Ülkemiz dünya üzerinde Sosyolojik dokular itibariyle sonderece zenginliklerle doludur, tabi buna bağlı olarakta bunların alt yapısından kaynaklanan dinsel ve kültürel mozaiksel bir doku bütünselliğidir.
1950 liler ülkemiz açısından bir kırılma noktasıdır, özellikle Nato'ya girme emperyalizme koşulsuz teslimiyetinde önemli kriterlerinden birisi olmuştur. Bugün coğraframızda farklı alanlarda özgürlük talepleri ve ona bağlı farklı zeminlerde siyasal , politik ve mücadelenin anlayışına göre aktiviteler hayata geçirilmektedir. Bunlar bilindiği üzere Kürt Halkının diğerinde Alevi kesimin , farklı zeminlerde kadınların, gençliğin akademik, yoksul emekçilerin insanca yaşama isteği , farklı cinsiyettte olanların özgürlük istekleri vs.. vs.. bu örnekleri dahada çoğaltmak mümkündür.

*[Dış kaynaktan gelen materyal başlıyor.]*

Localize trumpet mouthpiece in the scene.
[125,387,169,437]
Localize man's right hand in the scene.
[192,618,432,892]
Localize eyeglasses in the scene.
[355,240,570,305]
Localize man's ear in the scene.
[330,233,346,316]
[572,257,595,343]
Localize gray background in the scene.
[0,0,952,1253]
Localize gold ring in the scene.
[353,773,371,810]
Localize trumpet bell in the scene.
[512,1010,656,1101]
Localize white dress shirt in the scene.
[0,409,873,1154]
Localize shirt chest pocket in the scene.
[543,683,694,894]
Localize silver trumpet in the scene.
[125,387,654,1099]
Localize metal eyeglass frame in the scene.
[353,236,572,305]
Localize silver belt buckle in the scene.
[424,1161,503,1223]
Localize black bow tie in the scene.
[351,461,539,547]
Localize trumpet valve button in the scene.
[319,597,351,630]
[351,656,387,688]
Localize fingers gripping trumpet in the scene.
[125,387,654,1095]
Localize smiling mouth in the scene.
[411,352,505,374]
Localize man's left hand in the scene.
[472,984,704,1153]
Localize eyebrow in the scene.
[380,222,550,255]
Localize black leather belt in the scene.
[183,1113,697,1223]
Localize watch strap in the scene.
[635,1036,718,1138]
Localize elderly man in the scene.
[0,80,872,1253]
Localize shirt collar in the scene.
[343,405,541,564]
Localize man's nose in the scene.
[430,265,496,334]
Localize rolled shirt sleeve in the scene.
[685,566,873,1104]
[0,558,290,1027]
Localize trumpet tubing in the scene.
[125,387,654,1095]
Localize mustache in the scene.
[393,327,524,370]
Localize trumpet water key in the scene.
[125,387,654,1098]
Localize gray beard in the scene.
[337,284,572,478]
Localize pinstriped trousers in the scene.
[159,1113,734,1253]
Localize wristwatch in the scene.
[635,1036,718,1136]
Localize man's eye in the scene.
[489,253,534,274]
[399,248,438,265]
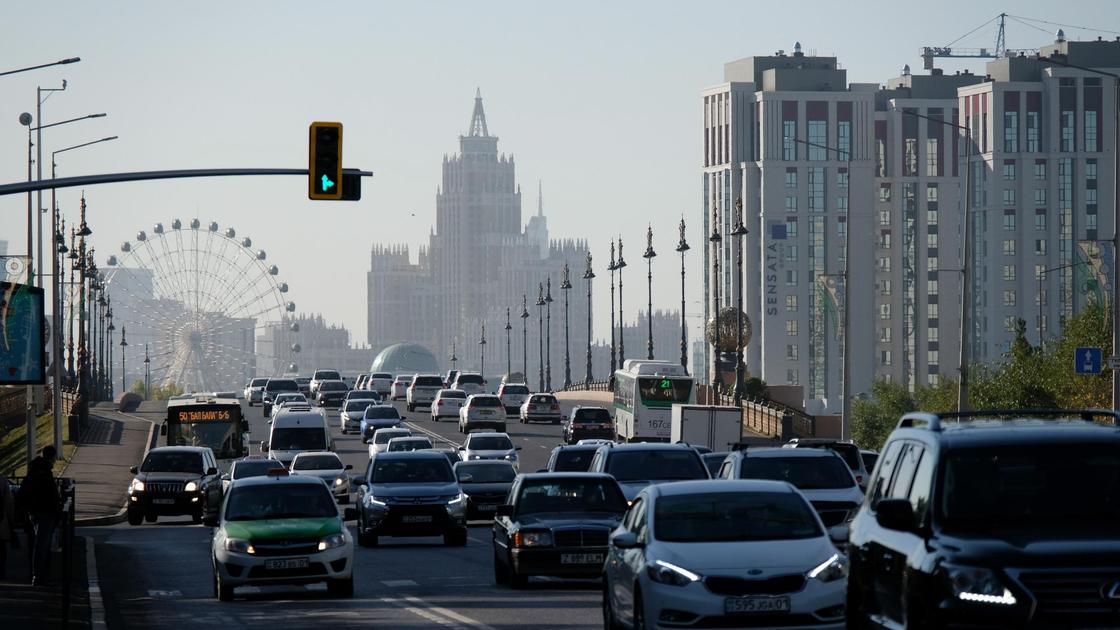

Dikkat edilmesi gereken en önemli nokta bunların herbiri ayrı ve farklı zeminlerde mücadele biçimleri içinde koşturmaktadırlar. Karşıda ise tek vücut emperyalizme göbekten bağlı egemen güçler ve onun taşeronları bulunmaktadır. Emperyalizm ve onun yarattığı bu kirli düzen o kadar güçlüki toplumsal dokulara bağlı örgütlülüklerini etnik, din ve mesheplerine göre kendine bağlı misyonerler tarafından ayrı ayrı örgütlenmelerini gerçekleştirmiştir.
Bu beraberinde neyi getirmiştir : Diğer farklı anlayışlar beraberinde diğer hak arayan yapıların aktivitelerine kendi renginin ve egemen sınfların yarattığı yapay ayrışmalar yüzünden biraraya gelme şansını örgütlülükler içindeki özel görevlilerinde çabası ile kaybetmektedirler. İster Kürt Halkının ister Alevi toplumun isterse farklı hak arama talebi içinde olan toplulukların unutması gereken en önemli şey, bütün bu yürütülen çabaların en zayıf halkası sınıf karakteri ve antiemperyalist özünün olmamasıdır.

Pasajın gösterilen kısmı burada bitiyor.